Они не обращают внимания на расставленные сети и подводные камни, они обожают лишь собственный словесный понос и обсуждение красивых идей. Им предназначено стать первыми жертвами в войне идей.
Их дыхание должно смутить умы уважаемых людей, затуманить салоны. Даже хорошо, что они сами не понимают, о чем рассуждают, важно, чтобы они продолжали говорить.
В тумане разрастающейся распри будут незаметны наши маневры.
Открываются новые перспективы, более широкие. Известия, приходящие с Тридентского собора, подтверждают очевидную слабость чересчур честных спиритуалистов. Они не бойцы, они лишь отражают мнение о церкви всех этих венецианских писателей и интеллектуалов. Нужно хорошенько потрясти их, но как? Я никогда не претендовал на то, чтобы разыгрывать столь грандиозную партию, а еще меньше предвидел, что у меня будет столь могучий союзник, как еврей Микеш, не меньше меня заинтересованный в сдерживании наступления инквизиции.
Какой будет моя роль? Оставаться незамеченным, чтобы другие могли идти в битву? Подталкивать спиритуалистов так, чтобы они сами не подозревали об этом?
В общем, стоит наблюдать за вражеским лагерем: распылять его силы, выявлять вождей, попытаться понять стратегию.
Глава 16
Венеция, 1 августа 1546 года
На этой земле, которая и не земля вовсе, яркие цвета постоянно привлекают взгляд, как вызов, а повседневная одежда людей своими шутовски геометричными формами кажется предназначенной для дезориентации прохожих. Пудра, смешанная с румянами, высокие головные уборы, фантастические декольте и просто невероятная обувь. На каждой улице все постоянно проявляют сильнейшие эмоции и срываются, что выливается в неожиданные вспышки гнева, столь дорогие лишь жителям этого уникального города мира.
На этой земле, которая и не земля вовсе, женщины обладают властью менять развитие истории, благодаря постоянному взрывному воздействию на разум усталых мужчин.

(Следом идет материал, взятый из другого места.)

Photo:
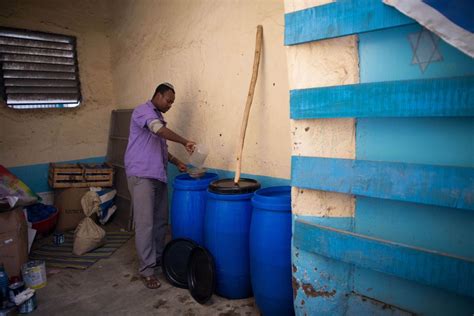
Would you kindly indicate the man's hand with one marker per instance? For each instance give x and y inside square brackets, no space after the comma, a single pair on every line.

Что в очередной раз, как это уже было неоднократно, подтверждает мое искреннее убеждение в их необычайной силе, которую они черпают из — увы! — недоступных нам источников.
На этой земле, которая и не земля вовсе, где повсюду царят любопытство и напряжение, вызывающие сильные чувства, мне предстоит встреча с той, чья слава более всего подтверждает справедливость моих рассуждений, — с донной Беатрис Мендес де Луной.
Меня принимают в одном из роскошных салонов палаццо Микеша. Диваны с изящными подлокотниками задрапированы дорогими шелками, арабские ковры на стенах прекрасно сочетаются со сценами из фламандской жизни Брейгеля Старшего. Одна гравюра маэстро Дюрера, очаровательнейший портрет Тициана, изображение грандиозного местного празднества и инкрустированные шкатулки неутомимых венецианских резчиков, первыми встающих и ложащихся с последними колоколами местной колокольни, прозванной в их честь Марангоной.[79]
Горящие черные глаза пытливо изучают меня. Мастерски отшлифованная зрелость испанской женщины с лицом, обрамленным волосами цвета воронова крыла с еле заметными седыми прядями, изысканная грация и приятное обхождение, не вызывающие страха. Белоснежные зубы, демонстрируемые во время двусмысленной молчаливой улыбки, которой меня приветствуют. Отрепетированным движением она поднимается с дивана, чтобы провести меня в комнату, по-кошачьи вытягивая словно вырезанную резцом скульптора шею — настоящая жемчужина Востока.
Я кланяюсь.
— Лодевик де Шалидекер, немец, который произвел такое впечатление на Жуана, моего любимого племянника, в конце концов! Немец, но с фламандским именем, и с каким именем! Главного врага церковных и гражданских властей Антверпена в те тревожные времена, когда я покидала эту страну страшной жадности и неустанного труда. Какие неожиданные предположения могут вызывать имена, вы не находите? Люди, как правило, так сильно к ним привязаны, но стоит пройти несколько крещений… и не одну страну, чтобы понять, как полезно и необыкновенно приятно иметь их множество. Вы согласны со мной?
Слегка касаюсь губами руки, украшенной кольцами. Меня бросает в холодный пот.
— Без сомнения, донна Беатрис. Я научился судить о людях по мужеству, которое они проявляют, а не по имени, которое они носят. Для меня огромная честь — познакомиться с вами.
— Мужество. Хорошо сказано, господин Лудовико, это имя вас вполне устраивает, не так ли, Лудовико? Хорошо сказано. Пожалуйста, садитесь сюда, рядом со мной. Я тоже очень ждала встречи с вами, и вот наконец вы здесь.